MANY of the UK’s top City and business leaders last night hailed the effect Baroness Thatcher’s entrepreneurial spirit and liberalisation of the markets had on their lives.
“She was our finest postwar PM,” said Michael Spencer, who founded Intercapital Private Group – now Icap – after leaving now-defunct investment bank Drexel Burnham.
“She was bold, visionary and single minded, and her actions in the early 1980s set the stage for Britain’s economic recovery and return to global competitiveness that extended for 25 years.”
Icap’s birth in 1986 coincided with Thatcher’s revolutionary deregulation of the stock markets – dubbed the Big Bang – which saw London catapulted onto the global financial map and started an inflow of capital to the City as trading was taken off the floor and onto screens.
“She helped turn share owning into a real thing for the man on the street,” said Brian Winterflood, the chairman of Winterflood Securities who began his City career at Greener Dreyfus & Co in 1953, the same year Thatcher qualified as a barrister. “She opened up the City up to all sorts of people and the City came alive again.”
Howard Leigh, who left the safety of Deloitte’s M&A practice in 1988 to set up boutique adviser Cavendish Corporate Finance, said he never would have made the leap had it not been for Thatcher’s “vision and inspiration”. He added: “She propelled budding entrepreneurs to take that chance by creating a climate that encouraged business people to see an opportunity and realise it even if it involved a significant risk.”

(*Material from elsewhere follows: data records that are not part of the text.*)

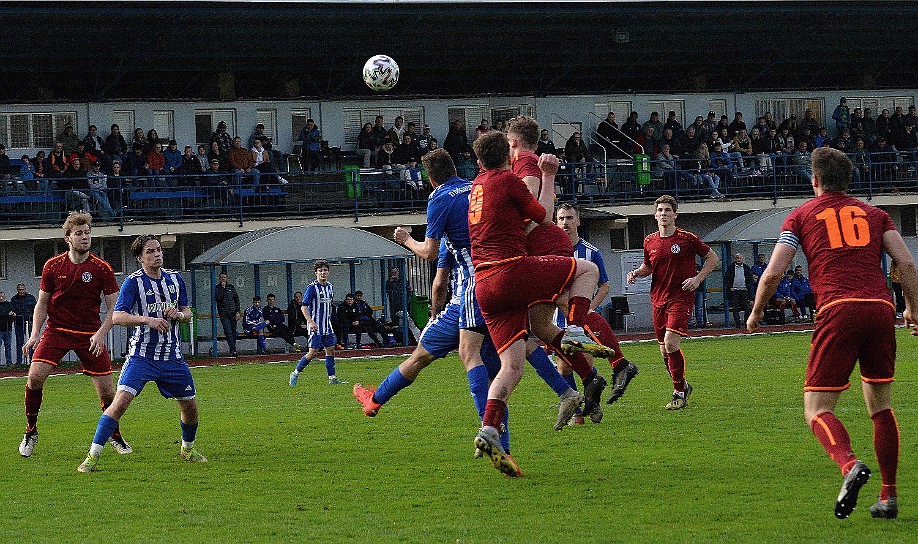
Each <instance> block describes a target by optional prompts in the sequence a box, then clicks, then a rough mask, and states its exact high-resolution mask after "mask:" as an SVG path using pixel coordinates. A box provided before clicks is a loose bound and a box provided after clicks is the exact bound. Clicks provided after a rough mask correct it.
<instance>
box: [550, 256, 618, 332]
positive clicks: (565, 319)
mask: <svg viewBox="0 0 918 544" xmlns="http://www.w3.org/2000/svg"><path fill="white" fill-rule="evenodd" d="M574 257H576V258H578V259H583V260H586V261H590V262H591V263H594V264H595V265H596V266H598V267H599V284H598V285H602V284H604V283H608V281H609V275H608V274H607V273H606V263H605V261H603V258H602V253H600V252H599V248H597V247H596V246H594V245H593V244H591V243H589V242H587V241H586V240H584V239H583V238H581V239H580V240H578V241H577V245H576V246H574ZM555 323H556V324H557V325H558V326H559V327H561V328H562V329H563V328H564V327H566V326H567V319H566V318H565V317H564V316H563V315H561V312H560V311H558V310H555Z"/></svg>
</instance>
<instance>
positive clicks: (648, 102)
mask: <svg viewBox="0 0 918 544" xmlns="http://www.w3.org/2000/svg"><path fill="white" fill-rule="evenodd" d="M647 107H648V108H649V110H650V111H648V112H647V119H650V112H654V111H655V112H657V113H659V114H660V122H661V123H663V124H666V120H667V119H669V112H671V111H674V112H676V121H679V124H681V125H682V126H685V100H651V101H649V102H648V103H647Z"/></svg>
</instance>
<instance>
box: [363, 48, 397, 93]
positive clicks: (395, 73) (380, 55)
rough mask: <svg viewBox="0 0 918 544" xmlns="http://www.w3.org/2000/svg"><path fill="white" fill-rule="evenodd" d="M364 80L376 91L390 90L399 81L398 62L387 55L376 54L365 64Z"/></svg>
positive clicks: (387, 90) (364, 82) (369, 58)
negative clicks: (398, 78)
mask: <svg viewBox="0 0 918 544" xmlns="http://www.w3.org/2000/svg"><path fill="white" fill-rule="evenodd" d="M363 81H364V83H366V84H367V87H369V88H371V89H373V90H374V91H388V90H389V89H391V88H392V87H395V84H396V83H398V64H396V63H395V61H394V60H393V59H392V57H389V56H387V55H375V56H373V57H370V58H369V60H367V62H366V64H364V65H363Z"/></svg>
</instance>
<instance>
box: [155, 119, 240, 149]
mask: <svg viewBox="0 0 918 544" xmlns="http://www.w3.org/2000/svg"><path fill="white" fill-rule="evenodd" d="M174 115H175V114H174V112H173V111H172V110H160V111H155V110H154V111H153V130H155V131H156V134H158V135H159V139H160V140H165V141H167V142H168V141H169V140H172V139H173V138H175V131H174V128H173V117H174ZM227 125H229V123H227ZM163 147H165V146H163Z"/></svg>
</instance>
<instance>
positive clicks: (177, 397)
mask: <svg viewBox="0 0 918 544" xmlns="http://www.w3.org/2000/svg"><path fill="white" fill-rule="evenodd" d="M147 382H156V386H157V387H159V392H160V394H161V395H162V396H164V397H166V398H167V399H176V400H191V399H193V398H194V396H195V388H194V379H192V377H191V370H190V369H189V368H188V363H186V362H185V359H178V360H175V359H172V360H169V361H154V360H153V359H147V358H146V357H137V356H132V357H130V358H128V360H127V362H126V363H124V367H122V368H121V377H120V378H118V390H119V391H127V392H128V393H131V394H133V395H134V396H135V397H136V396H137V395H139V394H140V392H141V391H142V390H143V386H145V385H146V384H147Z"/></svg>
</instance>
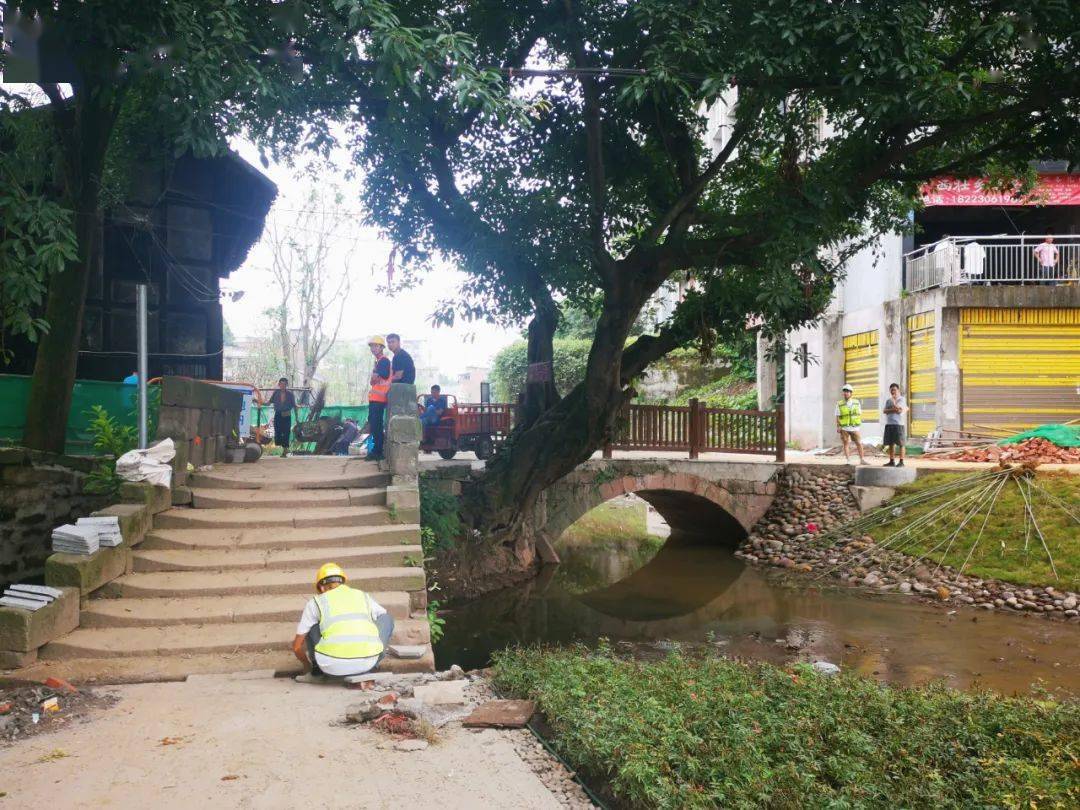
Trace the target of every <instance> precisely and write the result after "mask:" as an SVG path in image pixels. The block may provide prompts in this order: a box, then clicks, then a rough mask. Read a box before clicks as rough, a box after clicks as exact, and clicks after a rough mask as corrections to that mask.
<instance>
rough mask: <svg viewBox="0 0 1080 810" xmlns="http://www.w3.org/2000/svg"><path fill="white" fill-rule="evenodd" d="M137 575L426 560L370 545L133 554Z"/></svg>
mask: <svg viewBox="0 0 1080 810" xmlns="http://www.w3.org/2000/svg"><path fill="white" fill-rule="evenodd" d="M132 557H133V564H134V570H135V572H136V573H145V572H149V571H224V570H249V569H265V568H269V569H289V570H292V569H295V568H307V569H311V570H316V569H318V568H319V566H320V565H322V564H323V563H324V562H326V561H327V559H333V561H334V562H335V563H337V564H338V565H341V566H343V567H346V568H347V569H348V568H355V567H356V566H364V567H386V566H407V565H408V563H409V559H413V561H417V563H415V564H418V563H419V561H421V559H422V558H423V550H422V549H421V548H420V546H419V545H401V544H399V545H370V546H362V548H359V549H353V548H350V546H334V548H328V549H283V550H260V549H252V550H247V549H244V550H238V551H218V552H215V553H214V554H207V553H206V552H205V551H154V550H149V551H144V550H141V549H138V550H136V551H135V552H134V553H133V554H132Z"/></svg>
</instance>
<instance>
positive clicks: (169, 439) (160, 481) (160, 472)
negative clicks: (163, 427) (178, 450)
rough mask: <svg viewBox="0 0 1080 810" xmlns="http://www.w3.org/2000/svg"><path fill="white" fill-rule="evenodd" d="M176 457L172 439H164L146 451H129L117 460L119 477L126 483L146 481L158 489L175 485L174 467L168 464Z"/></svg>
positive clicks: (117, 472) (164, 438) (173, 444)
mask: <svg viewBox="0 0 1080 810" xmlns="http://www.w3.org/2000/svg"><path fill="white" fill-rule="evenodd" d="M175 455H176V445H174V444H173V440H172V438H163V440H162V441H160V442H158V444H156V445H153V446H151V447H147V448H146V449H145V450H129V451H127V453H125V454H124V455H123V456H121V457H120V458H118V459H117V475H119V476H120V477H121V478H123V480H124V481H146V482H149V483H150V484H153V485H154V486H157V487H167V486H171V485H172V483H173V467H172V464H170V463H168V462H170V461H172V460H173V457H174V456H175Z"/></svg>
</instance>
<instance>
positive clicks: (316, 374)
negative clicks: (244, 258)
mask: <svg viewBox="0 0 1080 810" xmlns="http://www.w3.org/2000/svg"><path fill="white" fill-rule="evenodd" d="M342 201H343V198H342V195H341V192H340V190H338V189H336V188H333V187H330V188H323V187H322V186H319V187H314V188H312V189H311V190H310V191H309V192H308V195H307V199H306V200H305V201H303V206H302V208H300V210H299V211H298V212H291V213H288V214H284V213H281V214H276V213H275V214H271V216H270V221H269V222H268V224H267V229H266V231H265V234H264V241H265V243H266V244H267V246H268V247H269V248H270V257H271V262H270V271H271V274H272V275H273V280H274V284H275V285H276V288H278V295H279V298H280V302H279V305H278V307H275V308H274V309H273V318H272V320H273V328H274V333H275V335H276V337H278V340H279V342H280V345H281V352H282V356H283V357H284V359H285V361H286V365H287V366H288V368H289V370H288V373H287V375H286V376H288V377H289V378H291V379H294V380H295V381H294V384H297V386H301V384H302V386H307V387H311V386H313V381H314V380H315V379H318V377H319V374H318V373H319V367H320V364H321V363H322V362H323V360H324V359H325V357H326V356H327V355H328V354H329V352H330V351H332V350H333V349H334V346H335V342H336V341H337V336H338V332H339V330H340V328H341V320H342V318H343V316H345V307H346V302H347V300H348V298H349V288H350V279H349V266H350V264H351V261H352V258H353V255H354V251H355V247H356V240H357V239H359V234H357V233H356V232H355V231H354V230H352V229H351V228H350V221H351V220H352V218H353V217H352V215H351V214H350V213H349V212H348V211H347V210H345V208H343V207H342V206H341V204H342ZM350 235H351V242H349V243H342V244H341V245H340V249H337V251H335V245H337V244H338V242H339V240H341V238H342V237H345V238H347V239H348V238H349V237H350ZM293 357H297V359H298V360H299V359H302V367H301V368H293Z"/></svg>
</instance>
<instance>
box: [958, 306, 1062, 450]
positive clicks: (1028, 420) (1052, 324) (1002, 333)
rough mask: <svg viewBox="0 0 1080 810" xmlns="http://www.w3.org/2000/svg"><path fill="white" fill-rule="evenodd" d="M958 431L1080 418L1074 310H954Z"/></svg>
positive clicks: (1017, 425) (1015, 430)
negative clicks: (959, 375) (958, 324)
mask: <svg viewBox="0 0 1080 810" xmlns="http://www.w3.org/2000/svg"><path fill="white" fill-rule="evenodd" d="M960 369H961V372H962V374H963V427H964V428H966V429H968V430H978V428H980V427H987V428H998V429H1002V430H1009V431H1022V430H1027V429H1028V428H1032V427H1036V426H1039V424H1047V423H1050V422H1067V421H1070V420H1072V419H1080V309H963V310H960Z"/></svg>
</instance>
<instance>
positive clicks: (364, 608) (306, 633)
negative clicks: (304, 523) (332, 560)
mask: <svg viewBox="0 0 1080 810" xmlns="http://www.w3.org/2000/svg"><path fill="white" fill-rule="evenodd" d="M347 582H348V579H347V578H346V576H345V571H343V570H341V567H340V566H338V565H336V564H335V563H327V564H326V565H324V566H323V567H322V568H320V569H319V573H318V575H316V576H315V591H316V592H318V596H315V597H313V598H312V599H310V600H309V602H308V604H307V605H306V606H305V608H303V613H302V615H301V616H300V623H299V624H297V625H296V638H294V639H293V653H294V654H295V656H296V657H297V658H298V659H299V660H300V662H301V663H303V664H305V665H307V666H310V667H311V672H310V673H308V674H306V675H297V676H296V680H297V681H298V683H301V684H321V683H324V681H325V680H326V676H336V677H345V676H347V675H363V674H364V673H365V672H368V671H370V670H374V669H375V666H376V665H377V664H378V663H379V661H380V660H382V656H383V654H384V652H386V649H387V645H388V644H389V643H390V636H391V635H392V634H393V632H394V620H393V617H391V616H390V613H388V612H387V610H386V608H383V607H382V606H381V605H380V604H379V603H377V602H376V600H375V599H373V598H372V597H370V596H369V595H368V594H366V593H364V592H363V591H360V590H357V589H354V588H349V585H348V584H347Z"/></svg>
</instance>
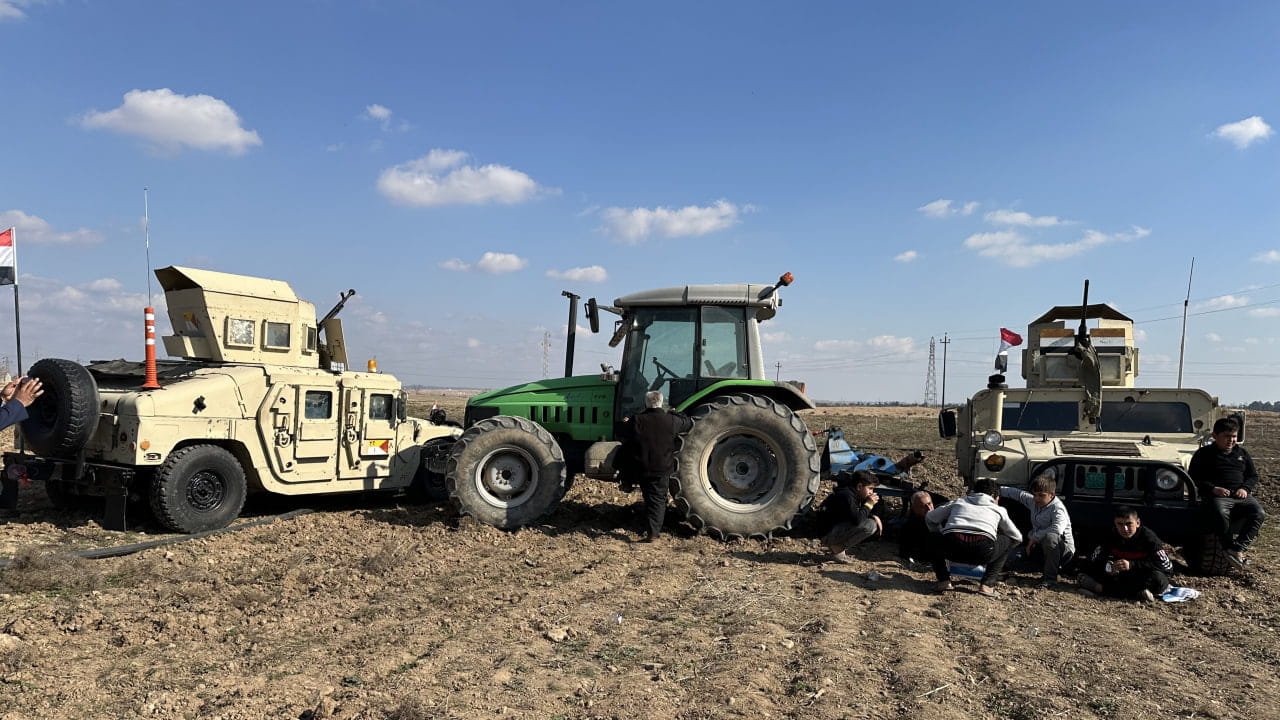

Virgin Group founder Sir Richard Branson praised her championing of his then-fledgling airline.
“She and MP Malcolm Rifkind stuck their necks out against British Airways in allowing Virgin Atlantic to fly from Heathrow. If we hadn’t been admitted, I don’t think we would have survived.”
Labour peer Lord Sugar, whose electronics firm Amstrad doubled its profit and market valuation every year in the 1980s, praised her democratic view of business: “Baroness Thatcher... kick started the entrepreneurial revolution that allowed chirpy chappies to succeed and not just the elite.”
But not all City pioneers were so impressed by Thatcher’s legacy. Helena Morrissey, chief executive of Newton Investment and a champion of women in the boardroom, tweeted: “In all her years in power Thatcher only appointed one other woman to the Cabinet. Today is about broader advancement for many women.”